- Mike Appleton/General Motors
GM wants more women to help build the cars of the future and it’s making big moves to ensure that it happens.
The automaker announced Wednesday that it is partnering with four new non-profits to create programs aimed at increasing the number of women and other minorities in STEM education.
GM’s CEO Mary Barra said that the partnerships will not only help diversify the workforce, but it will also help bring more coding talent to the automotive industry at a time when it desperately needs it.
“A car today has hundreds of million of miles of code. And we do see a [talent] shortage if we don’t address this,” Barra said during a discussion with journalists on Tuesday in New York City.
A growing focus on connectivity, electrification, and autonomy has spurred GM to increasingly recruit more software engineers.
But while the boom for coding jobs is growing in the auto industry, the number of female candidates to fill these positions is not. This primarily stems from the fact that there simply aren’t that many women getting computer science degrees.
In fact, only 18% of computer science majors are women, according to the latest statistics from the National Center for Education Statistics.
To help bridge this gap, GM announced it is partnering with Code.org, Black Girls Who Code, Institute of Play, and Digital Promise to implement programs to bring more women into STEM education. The automaker is giving each organization a grant of $200,000 to $250,000 to help them accomplish this.
“I think in five years, when you look at all of these initiatives, we are going to see tremendous progress,” Barra said.
In January, the automaker also gave Girls Who Code, a non-profit organization that provides after-school programs to teach girls in 6 to 12th-grade computing skills, $250,000. The aim of the organization is to better equip girls with the computing skills they need so that they can pursue computer-science degrees once they get to college.
GM’s focus on STEM education makes sense given the direction the auto industry is moving in.
The auto giant has been making big moves to push into emerging areas like autonomous vehicles, electric cars, and mobility services.
In 2016 alone, GM invested some $500 million in Lyft, purchased the self-driving startup Cruise Automation, and launched its all-electric Chevy Bolt.
Earlier this month, GM announced it had finished making 130 self-driving Chevy Bolts. The vehicles are being added to the company’s fleet of 50 self-driving Bolts, bringing its testing fleet to 180 autonomous vehicles. GM has also more than tripled the Cruise Automation team since it purchased the company, Barra said. She said there were about 40 people when GM bought the startup, and now there are close to 200 employees at the company.

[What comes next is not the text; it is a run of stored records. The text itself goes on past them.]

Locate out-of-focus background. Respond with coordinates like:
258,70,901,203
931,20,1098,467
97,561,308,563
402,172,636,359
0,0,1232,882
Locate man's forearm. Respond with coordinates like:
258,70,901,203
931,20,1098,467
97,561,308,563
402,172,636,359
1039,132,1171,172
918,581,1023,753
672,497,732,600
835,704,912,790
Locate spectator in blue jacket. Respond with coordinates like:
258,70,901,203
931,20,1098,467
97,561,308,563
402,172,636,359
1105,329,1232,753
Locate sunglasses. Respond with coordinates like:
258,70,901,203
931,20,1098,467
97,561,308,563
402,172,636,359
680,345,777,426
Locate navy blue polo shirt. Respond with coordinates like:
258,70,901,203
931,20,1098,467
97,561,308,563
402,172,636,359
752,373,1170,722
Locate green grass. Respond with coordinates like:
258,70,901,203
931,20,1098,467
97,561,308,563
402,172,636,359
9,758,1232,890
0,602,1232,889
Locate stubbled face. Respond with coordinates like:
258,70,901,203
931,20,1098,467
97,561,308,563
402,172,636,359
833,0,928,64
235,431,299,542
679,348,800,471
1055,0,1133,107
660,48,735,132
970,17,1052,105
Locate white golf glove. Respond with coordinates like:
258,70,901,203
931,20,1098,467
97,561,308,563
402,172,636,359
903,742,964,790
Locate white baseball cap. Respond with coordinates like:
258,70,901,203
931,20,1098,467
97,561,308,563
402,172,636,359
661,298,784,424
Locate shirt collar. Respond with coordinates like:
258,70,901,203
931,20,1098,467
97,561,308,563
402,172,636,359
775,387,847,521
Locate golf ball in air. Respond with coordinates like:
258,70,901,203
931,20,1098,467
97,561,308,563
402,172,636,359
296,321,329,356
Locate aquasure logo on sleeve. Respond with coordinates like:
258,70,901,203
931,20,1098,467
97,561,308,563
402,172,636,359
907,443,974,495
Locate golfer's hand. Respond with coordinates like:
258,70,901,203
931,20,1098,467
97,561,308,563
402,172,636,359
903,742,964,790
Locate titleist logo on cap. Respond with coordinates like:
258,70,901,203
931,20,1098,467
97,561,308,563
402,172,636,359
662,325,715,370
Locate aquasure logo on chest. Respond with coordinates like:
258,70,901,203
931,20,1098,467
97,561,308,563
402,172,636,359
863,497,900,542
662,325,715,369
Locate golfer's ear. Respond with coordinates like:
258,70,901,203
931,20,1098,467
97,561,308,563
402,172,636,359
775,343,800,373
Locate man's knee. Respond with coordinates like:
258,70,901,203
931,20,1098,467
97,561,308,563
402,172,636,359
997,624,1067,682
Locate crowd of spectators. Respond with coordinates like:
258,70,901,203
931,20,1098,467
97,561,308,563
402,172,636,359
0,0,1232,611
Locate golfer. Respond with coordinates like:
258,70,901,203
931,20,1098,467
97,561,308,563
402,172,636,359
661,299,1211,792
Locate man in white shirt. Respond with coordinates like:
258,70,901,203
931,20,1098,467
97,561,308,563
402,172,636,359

But it’s not just the auto industry that is being disrupted. Barra said that just about every industry is being changed by technology in some way and that these investments in STEM education will help ensure that women have the opportunity to pursue their careers in whatever industry they choose.
“If you look at the world right now, there is not a single industry that technology isn’t impacting, disrupting, or transforming,” Barra said. “And I think education is so foundational for our children today, to make sure they have the right education, to make sure they have the best care that they need for this future that is going to change at a very rapid pace.”